Il consiglio operativo è semplice: trattali come un monitor USB-C indossabile, non come un visore autonomo. Se il tuo Android ha uscita video, batteria decente e magari una modalità desktop, il prodotto ha senso. Se il telefono non supporta video out, se vuoi volume alto dagli occhiali o se hai bisogno di regolazioni avanzate dello schermo virtuale, meglio fermarsi prima della carta di credito.
Problemi comuni e soluzioni
- Schermo nero: il telefono probabilmente non supporta uscita video USB-C, oppure il connettore non è inserito bene.
- Audio basso: usa auricolari separati o controlla il volume dal dispositivo sorgente, perché la regolazione sugli occhiali è limitata.
- Testo poco nitido: verifica IPD, posizione sul naso e necessità di lenti graduate.
- Batteria che scende in fretta: gli occhiali assorbono energia dal telefono; per sessioni lunghe serve pianificazione, non ottimismo.

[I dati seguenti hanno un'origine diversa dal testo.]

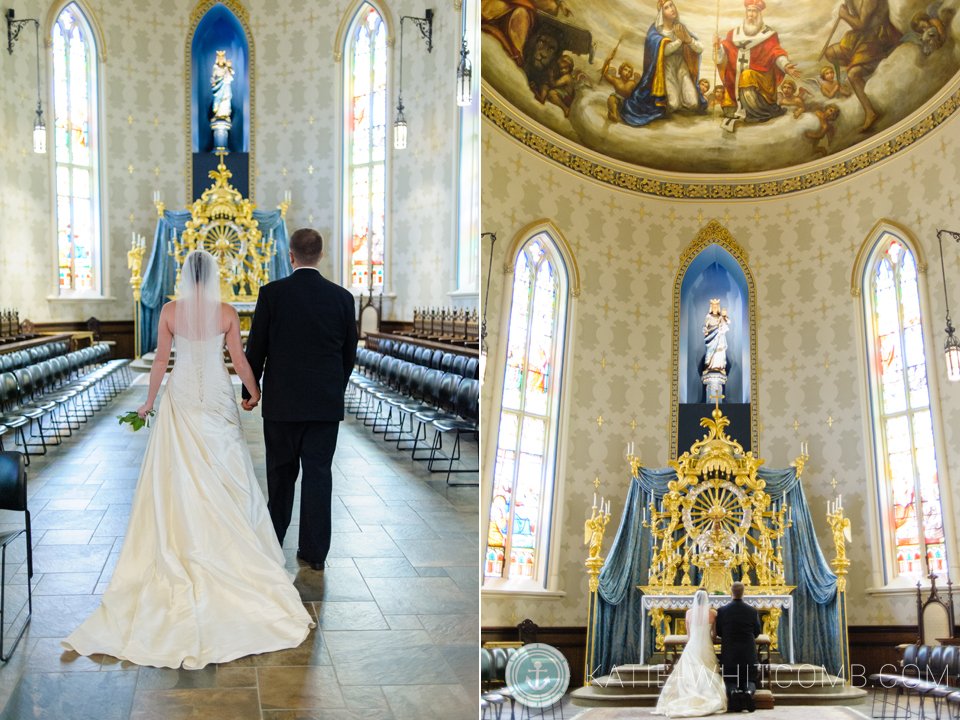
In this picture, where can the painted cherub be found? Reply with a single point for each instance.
(624, 80)
(829, 85)
(827, 117)
(559, 88)
(792, 98)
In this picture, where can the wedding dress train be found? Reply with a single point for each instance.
(695, 688)
(201, 577)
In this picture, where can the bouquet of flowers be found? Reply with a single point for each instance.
(134, 421)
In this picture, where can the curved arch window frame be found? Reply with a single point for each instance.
(886, 577)
(344, 53)
(545, 582)
(97, 141)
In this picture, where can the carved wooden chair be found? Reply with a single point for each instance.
(370, 314)
(934, 616)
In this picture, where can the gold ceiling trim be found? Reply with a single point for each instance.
(196, 15)
(508, 119)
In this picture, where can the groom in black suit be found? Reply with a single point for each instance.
(738, 626)
(304, 329)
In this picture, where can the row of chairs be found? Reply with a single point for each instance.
(401, 400)
(31, 356)
(437, 359)
(927, 671)
(65, 391)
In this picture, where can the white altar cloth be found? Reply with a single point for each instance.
(684, 602)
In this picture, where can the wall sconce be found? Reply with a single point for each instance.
(951, 346)
(13, 33)
(425, 26)
(464, 76)
(486, 299)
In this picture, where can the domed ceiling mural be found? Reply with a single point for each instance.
(711, 88)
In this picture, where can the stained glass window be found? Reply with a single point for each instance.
(366, 150)
(905, 430)
(522, 482)
(74, 101)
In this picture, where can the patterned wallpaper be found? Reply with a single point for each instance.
(802, 252)
(298, 109)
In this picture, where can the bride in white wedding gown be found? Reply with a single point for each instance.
(695, 688)
(201, 577)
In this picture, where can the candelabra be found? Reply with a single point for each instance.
(841, 533)
(593, 536)
(134, 263)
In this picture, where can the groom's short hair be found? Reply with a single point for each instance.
(306, 244)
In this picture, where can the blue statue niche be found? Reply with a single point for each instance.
(219, 31)
(714, 275)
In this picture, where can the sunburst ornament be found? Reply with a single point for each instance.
(222, 223)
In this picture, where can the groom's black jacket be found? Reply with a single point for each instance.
(738, 626)
(304, 329)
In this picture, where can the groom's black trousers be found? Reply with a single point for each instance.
(311, 445)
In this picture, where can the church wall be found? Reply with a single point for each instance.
(801, 252)
(298, 112)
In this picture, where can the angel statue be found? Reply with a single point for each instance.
(715, 328)
(221, 80)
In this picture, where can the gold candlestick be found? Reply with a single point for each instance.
(593, 536)
(134, 264)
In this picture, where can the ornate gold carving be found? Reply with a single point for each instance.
(634, 180)
(841, 532)
(714, 233)
(222, 223)
(661, 623)
(235, 6)
(199, 10)
(593, 536)
(716, 516)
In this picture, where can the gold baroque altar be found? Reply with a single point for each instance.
(222, 223)
(716, 517)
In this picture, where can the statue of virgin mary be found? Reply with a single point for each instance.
(221, 81)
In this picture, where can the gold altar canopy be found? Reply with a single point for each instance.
(716, 517)
(222, 223)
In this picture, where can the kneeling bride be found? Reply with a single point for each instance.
(695, 688)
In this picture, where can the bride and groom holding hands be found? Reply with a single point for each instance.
(201, 577)
(699, 686)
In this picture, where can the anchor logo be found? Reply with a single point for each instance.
(536, 683)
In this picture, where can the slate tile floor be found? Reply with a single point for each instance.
(397, 605)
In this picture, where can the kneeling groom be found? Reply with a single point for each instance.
(738, 626)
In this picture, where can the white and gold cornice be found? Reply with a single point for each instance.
(768, 185)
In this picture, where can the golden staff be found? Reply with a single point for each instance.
(716, 65)
(606, 63)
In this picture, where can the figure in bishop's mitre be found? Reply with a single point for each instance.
(221, 81)
(715, 329)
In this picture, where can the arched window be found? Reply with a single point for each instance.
(76, 142)
(365, 161)
(902, 416)
(524, 468)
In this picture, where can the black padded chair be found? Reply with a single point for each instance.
(472, 368)
(466, 420)
(459, 365)
(13, 496)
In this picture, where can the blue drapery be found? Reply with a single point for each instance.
(160, 275)
(816, 632)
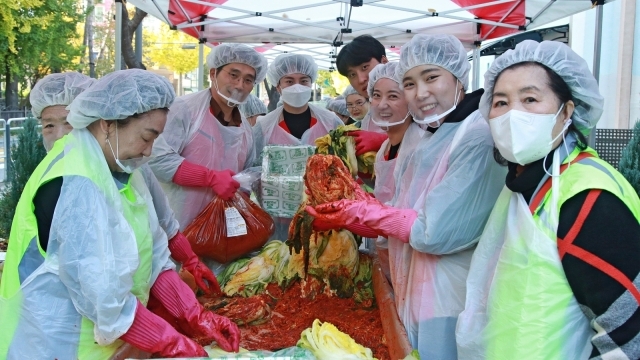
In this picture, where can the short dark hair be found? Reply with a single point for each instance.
(560, 89)
(360, 50)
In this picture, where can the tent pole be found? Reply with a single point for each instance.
(139, 44)
(597, 49)
(476, 68)
(200, 66)
(118, 50)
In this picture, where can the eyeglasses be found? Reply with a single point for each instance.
(247, 81)
(358, 103)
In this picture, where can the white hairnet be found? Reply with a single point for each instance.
(286, 64)
(253, 106)
(564, 62)
(382, 71)
(57, 89)
(338, 106)
(224, 54)
(119, 95)
(441, 50)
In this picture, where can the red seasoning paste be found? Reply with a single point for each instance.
(291, 314)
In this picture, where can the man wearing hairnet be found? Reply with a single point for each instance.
(443, 196)
(253, 108)
(355, 61)
(339, 107)
(296, 121)
(207, 140)
(79, 273)
(556, 272)
(49, 99)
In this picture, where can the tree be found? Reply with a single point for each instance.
(25, 157)
(129, 26)
(629, 165)
(15, 17)
(38, 48)
(166, 48)
(88, 38)
(332, 83)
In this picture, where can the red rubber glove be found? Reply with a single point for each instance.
(367, 141)
(384, 220)
(181, 251)
(358, 229)
(194, 320)
(222, 183)
(152, 334)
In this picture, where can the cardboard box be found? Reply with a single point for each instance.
(282, 182)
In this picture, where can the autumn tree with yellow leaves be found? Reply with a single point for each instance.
(166, 48)
(37, 37)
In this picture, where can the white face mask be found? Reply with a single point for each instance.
(237, 97)
(429, 120)
(384, 123)
(296, 95)
(523, 137)
(128, 165)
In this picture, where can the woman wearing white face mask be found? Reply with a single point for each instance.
(79, 273)
(556, 271)
(444, 193)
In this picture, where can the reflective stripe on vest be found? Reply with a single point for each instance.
(586, 172)
(23, 243)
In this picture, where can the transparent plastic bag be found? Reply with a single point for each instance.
(227, 230)
(292, 353)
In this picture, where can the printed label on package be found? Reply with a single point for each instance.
(236, 226)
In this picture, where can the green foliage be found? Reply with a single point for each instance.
(25, 157)
(43, 40)
(325, 82)
(629, 165)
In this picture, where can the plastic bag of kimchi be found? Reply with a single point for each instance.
(227, 230)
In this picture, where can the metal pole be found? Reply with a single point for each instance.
(139, 43)
(476, 68)
(7, 150)
(597, 49)
(200, 66)
(118, 50)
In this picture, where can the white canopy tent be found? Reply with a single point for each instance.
(319, 27)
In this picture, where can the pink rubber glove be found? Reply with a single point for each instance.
(197, 322)
(367, 141)
(181, 251)
(384, 220)
(222, 183)
(152, 334)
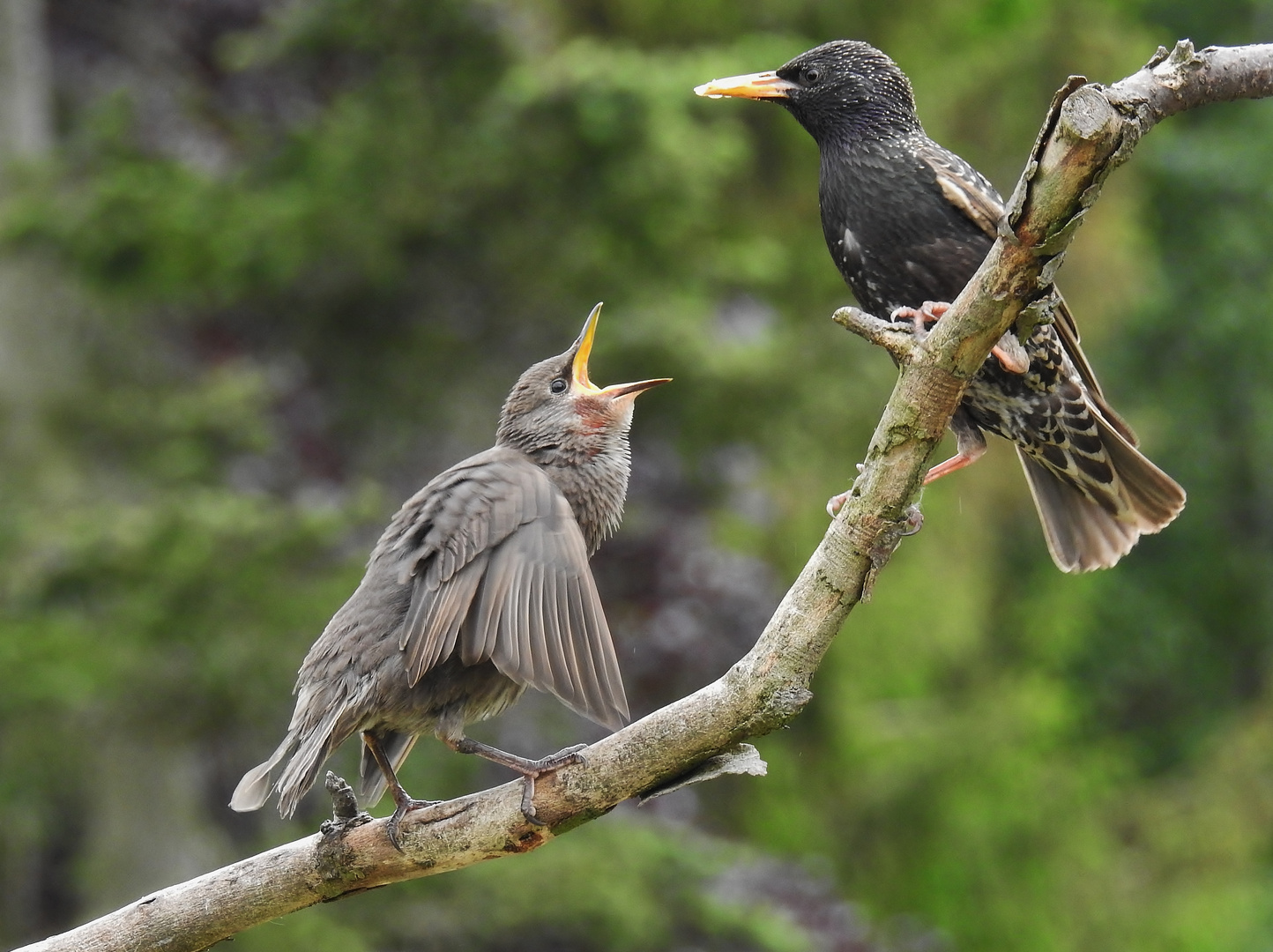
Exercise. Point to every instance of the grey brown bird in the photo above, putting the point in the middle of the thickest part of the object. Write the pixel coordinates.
(908, 223)
(478, 590)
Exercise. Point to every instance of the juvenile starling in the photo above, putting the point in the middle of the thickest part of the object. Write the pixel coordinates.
(908, 223)
(478, 590)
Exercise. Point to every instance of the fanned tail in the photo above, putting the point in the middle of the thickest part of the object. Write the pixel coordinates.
(1089, 522)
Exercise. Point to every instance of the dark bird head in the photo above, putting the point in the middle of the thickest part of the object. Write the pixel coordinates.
(843, 89)
(556, 415)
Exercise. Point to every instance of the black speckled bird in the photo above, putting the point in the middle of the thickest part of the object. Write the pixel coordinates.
(478, 590)
(908, 223)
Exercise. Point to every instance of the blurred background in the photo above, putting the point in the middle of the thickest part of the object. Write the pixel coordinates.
(266, 267)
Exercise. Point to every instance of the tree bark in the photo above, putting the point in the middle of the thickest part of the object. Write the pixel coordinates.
(1087, 132)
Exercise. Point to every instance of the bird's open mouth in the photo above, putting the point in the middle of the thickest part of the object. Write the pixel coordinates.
(579, 366)
(754, 86)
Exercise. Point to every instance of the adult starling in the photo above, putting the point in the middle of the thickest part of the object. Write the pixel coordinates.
(478, 590)
(908, 223)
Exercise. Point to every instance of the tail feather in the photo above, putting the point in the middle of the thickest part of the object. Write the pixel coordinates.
(254, 789)
(312, 753)
(1094, 528)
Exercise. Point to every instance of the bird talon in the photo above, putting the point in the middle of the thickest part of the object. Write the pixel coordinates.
(404, 807)
(834, 503)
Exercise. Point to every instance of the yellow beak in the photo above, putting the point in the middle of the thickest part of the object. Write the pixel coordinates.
(754, 86)
(579, 366)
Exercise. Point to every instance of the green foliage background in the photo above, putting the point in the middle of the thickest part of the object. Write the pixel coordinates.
(220, 369)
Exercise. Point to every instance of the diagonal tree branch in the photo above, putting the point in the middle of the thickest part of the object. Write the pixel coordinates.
(1089, 131)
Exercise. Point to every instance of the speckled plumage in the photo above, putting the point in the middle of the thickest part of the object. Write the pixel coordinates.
(908, 221)
(479, 588)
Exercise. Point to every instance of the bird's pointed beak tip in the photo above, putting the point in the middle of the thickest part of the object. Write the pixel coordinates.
(634, 390)
(579, 366)
(584, 350)
(753, 86)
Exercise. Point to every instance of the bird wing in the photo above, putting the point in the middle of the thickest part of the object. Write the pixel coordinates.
(972, 192)
(499, 572)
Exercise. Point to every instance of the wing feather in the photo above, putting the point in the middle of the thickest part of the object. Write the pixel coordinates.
(499, 572)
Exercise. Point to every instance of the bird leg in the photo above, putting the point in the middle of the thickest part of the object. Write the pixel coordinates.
(528, 769)
(1011, 355)
(403, 800)
(969, 447)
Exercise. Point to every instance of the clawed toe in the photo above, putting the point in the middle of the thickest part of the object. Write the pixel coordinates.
(922, 317)
(834, 503)
(562, 757)
(404, 807)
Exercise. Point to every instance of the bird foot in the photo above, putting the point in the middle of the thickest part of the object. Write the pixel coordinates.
(957, 462)
(1011, 354)
(834, 503)
(404, 806)
(538, 769)
(922, 317)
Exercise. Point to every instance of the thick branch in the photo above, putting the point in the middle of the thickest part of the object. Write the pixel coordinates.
(1089, 130)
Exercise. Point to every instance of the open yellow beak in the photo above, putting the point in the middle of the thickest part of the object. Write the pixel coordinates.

- App video che non si vede: alcune app possono applicare restrizioni DRM sull’uscita esterna.
In breve
- Xreal XBX/A01 Plus è un paio di smart display glasses da 299 dollari, non un visore autonomo.
- Su Android serve un telefono o tablet con USB-C video out.
- Prima dell’acquisto prova il dispositivo con monitor o adattatore USB-C/HDMI.
- I punti forti sono peso, prezzo e pannelli; i limiti sono audio, regolazioni e dipendenza dal dispositivo sorgente.
- Categoria giusta: accessorio utile per chi sa già di avere la compatibilità, acquisto rischioso per chi “spera che funzioni”.